Korean Kimchi and Noodles
Not only are Koreans feeling the pinch on soju, but supermarkets across the country are steadily increasing prices for many household staples like glass noodles to make japchae, seaweed, and even their national food: Kimchi.
There are two reasons for the increase: cabbage prices are hitting new record numbers, and more foreign made kimchi are being imported into the country, driving up the prices of locally-made kimchi. The best and only way to digest this problem is to eat more kimchi and warm up with a hot bowl of noodles like those found at Restaurant Zest in Conrad Hotel Seoul, where the kimchi and noodles dishes are all made in-house.
On the island of Crete, Greece’s largest island, thousands of olive groves line the coastal villages for the most picturesque vacation on the Mediterranean you can imagine, but while the island is known for its resort-style living, it is also home to one of the most prized ingredients on the Med: olive oil. Family-run businesses have been battling a lot lately because of difficult weather conditions, resulting in low-yielding trees.

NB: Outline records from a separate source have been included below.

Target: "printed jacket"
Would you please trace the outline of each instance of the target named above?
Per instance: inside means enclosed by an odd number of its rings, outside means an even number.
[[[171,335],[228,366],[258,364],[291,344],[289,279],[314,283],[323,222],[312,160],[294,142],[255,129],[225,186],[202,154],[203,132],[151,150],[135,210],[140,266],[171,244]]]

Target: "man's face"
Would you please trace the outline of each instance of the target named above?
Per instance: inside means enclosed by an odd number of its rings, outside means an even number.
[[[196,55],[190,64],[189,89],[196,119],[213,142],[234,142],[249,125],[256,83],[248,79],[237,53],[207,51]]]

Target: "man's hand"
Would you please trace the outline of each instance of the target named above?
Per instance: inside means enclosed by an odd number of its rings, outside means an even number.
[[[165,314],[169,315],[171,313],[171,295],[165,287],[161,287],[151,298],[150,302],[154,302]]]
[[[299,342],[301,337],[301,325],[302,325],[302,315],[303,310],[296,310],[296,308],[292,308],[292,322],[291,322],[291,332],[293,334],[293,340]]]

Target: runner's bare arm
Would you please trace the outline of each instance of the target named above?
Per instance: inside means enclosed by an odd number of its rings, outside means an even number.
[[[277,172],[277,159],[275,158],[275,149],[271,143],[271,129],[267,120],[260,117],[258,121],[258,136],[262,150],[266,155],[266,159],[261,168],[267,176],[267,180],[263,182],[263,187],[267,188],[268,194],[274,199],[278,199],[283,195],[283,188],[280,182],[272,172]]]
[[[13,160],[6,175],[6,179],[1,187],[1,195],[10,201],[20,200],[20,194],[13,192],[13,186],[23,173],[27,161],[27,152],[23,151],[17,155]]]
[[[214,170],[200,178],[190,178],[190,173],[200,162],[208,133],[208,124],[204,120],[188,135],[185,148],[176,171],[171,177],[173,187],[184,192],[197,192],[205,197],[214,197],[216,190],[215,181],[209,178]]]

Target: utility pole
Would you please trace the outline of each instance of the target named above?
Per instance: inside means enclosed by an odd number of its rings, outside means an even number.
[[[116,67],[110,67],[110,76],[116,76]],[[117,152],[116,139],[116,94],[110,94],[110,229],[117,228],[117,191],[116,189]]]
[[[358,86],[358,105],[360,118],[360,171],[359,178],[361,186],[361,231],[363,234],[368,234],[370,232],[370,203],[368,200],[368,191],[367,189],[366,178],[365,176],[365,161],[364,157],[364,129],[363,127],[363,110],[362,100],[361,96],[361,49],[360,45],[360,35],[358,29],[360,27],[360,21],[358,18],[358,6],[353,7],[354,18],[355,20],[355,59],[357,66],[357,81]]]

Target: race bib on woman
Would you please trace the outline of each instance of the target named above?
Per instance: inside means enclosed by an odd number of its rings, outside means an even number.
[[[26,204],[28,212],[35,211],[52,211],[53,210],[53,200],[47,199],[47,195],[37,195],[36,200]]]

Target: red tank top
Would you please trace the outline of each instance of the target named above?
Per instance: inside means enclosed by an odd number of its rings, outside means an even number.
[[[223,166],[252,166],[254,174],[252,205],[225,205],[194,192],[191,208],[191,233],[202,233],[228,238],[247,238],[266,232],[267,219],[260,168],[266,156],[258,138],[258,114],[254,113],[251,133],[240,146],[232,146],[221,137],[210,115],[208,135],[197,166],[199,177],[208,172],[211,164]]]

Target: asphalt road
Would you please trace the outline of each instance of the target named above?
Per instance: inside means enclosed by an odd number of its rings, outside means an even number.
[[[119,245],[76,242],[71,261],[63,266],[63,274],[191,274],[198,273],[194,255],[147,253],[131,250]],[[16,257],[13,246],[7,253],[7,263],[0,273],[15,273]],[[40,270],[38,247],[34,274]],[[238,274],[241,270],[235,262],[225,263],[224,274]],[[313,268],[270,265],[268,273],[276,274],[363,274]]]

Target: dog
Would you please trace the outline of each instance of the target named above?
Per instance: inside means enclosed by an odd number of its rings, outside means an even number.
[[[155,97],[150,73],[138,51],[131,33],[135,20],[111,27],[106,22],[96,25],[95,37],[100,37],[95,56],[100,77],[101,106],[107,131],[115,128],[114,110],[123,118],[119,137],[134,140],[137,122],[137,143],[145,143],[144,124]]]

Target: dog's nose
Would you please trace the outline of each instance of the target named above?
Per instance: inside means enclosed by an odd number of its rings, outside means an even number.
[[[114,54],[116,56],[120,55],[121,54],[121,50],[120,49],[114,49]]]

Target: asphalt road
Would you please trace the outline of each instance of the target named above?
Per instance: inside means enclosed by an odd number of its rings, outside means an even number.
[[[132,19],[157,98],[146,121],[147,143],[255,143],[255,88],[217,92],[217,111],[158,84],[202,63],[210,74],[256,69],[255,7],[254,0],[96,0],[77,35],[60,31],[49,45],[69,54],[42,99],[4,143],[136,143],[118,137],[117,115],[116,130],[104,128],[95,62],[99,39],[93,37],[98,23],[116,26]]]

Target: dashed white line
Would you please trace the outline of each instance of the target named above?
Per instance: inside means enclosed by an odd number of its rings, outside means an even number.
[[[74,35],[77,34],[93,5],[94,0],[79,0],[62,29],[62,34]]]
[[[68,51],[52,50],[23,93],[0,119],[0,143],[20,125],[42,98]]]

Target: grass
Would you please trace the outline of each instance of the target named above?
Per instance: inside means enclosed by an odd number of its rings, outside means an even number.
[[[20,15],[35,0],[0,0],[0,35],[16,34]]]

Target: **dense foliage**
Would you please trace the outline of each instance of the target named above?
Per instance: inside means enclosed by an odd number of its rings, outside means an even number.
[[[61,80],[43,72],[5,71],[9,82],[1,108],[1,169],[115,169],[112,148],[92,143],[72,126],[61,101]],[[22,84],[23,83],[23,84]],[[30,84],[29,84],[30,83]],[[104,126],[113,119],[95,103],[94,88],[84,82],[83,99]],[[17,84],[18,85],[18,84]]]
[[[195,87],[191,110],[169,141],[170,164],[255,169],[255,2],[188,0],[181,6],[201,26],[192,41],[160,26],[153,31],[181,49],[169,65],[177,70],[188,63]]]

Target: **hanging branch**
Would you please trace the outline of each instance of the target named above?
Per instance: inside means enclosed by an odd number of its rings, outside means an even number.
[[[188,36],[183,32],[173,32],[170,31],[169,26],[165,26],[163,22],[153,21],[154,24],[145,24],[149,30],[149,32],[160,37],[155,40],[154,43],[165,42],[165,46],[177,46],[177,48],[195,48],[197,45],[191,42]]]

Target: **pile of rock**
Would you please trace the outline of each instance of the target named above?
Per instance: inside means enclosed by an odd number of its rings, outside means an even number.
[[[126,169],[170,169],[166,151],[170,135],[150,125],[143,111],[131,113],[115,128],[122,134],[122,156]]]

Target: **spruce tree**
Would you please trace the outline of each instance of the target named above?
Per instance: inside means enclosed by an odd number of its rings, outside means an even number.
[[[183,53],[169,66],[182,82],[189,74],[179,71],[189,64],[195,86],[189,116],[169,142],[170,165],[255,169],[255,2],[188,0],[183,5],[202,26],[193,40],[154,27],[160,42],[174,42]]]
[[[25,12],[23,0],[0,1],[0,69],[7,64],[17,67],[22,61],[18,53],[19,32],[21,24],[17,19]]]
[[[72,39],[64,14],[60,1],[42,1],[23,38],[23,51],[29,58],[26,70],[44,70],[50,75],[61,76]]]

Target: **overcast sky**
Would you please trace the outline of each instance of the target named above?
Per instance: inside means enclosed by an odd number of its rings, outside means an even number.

The tiny fruits have not produced as much olive oil as they used to, which means jarred olives have increased in price, too. Buying directly from local farmers like Mourello will help the industry, and visiting restaurants like Bacchus of Minos Beach Art Hotel, where chef Poppy works directly with local olive oil producers, will help the industry get back on its feet. If you can’t buy directly from small-family producers in Greece, California has exceptional olive oil producers like Ancient Olive Trees in Marin County.
Sri Lankan Tea
Tea prices are set to increase in parts of Asia, with many things causing the rise in prices.
Tea farmers are facing difficult situations. They are forced to raise prices because consumers are no longer interested in drinking tea, and climate change is causing bad weather conditions that have affected tea yields. What better way to support local farmers in Sri Lanka and greater Asia than to buy tea from family-run businesses like Dilmah Tea.
Indonesian Sambal and Singaporean Chili Paste
If you love spicy food and have always returned from SouthEast Asia wanting to replicate the delicious sambal you tasted there–it might be harder to do so now as a budget traveler with increased prices set to rise for jarred chili pastes in Singapore, Vietnam, Thailand, and Indonesia.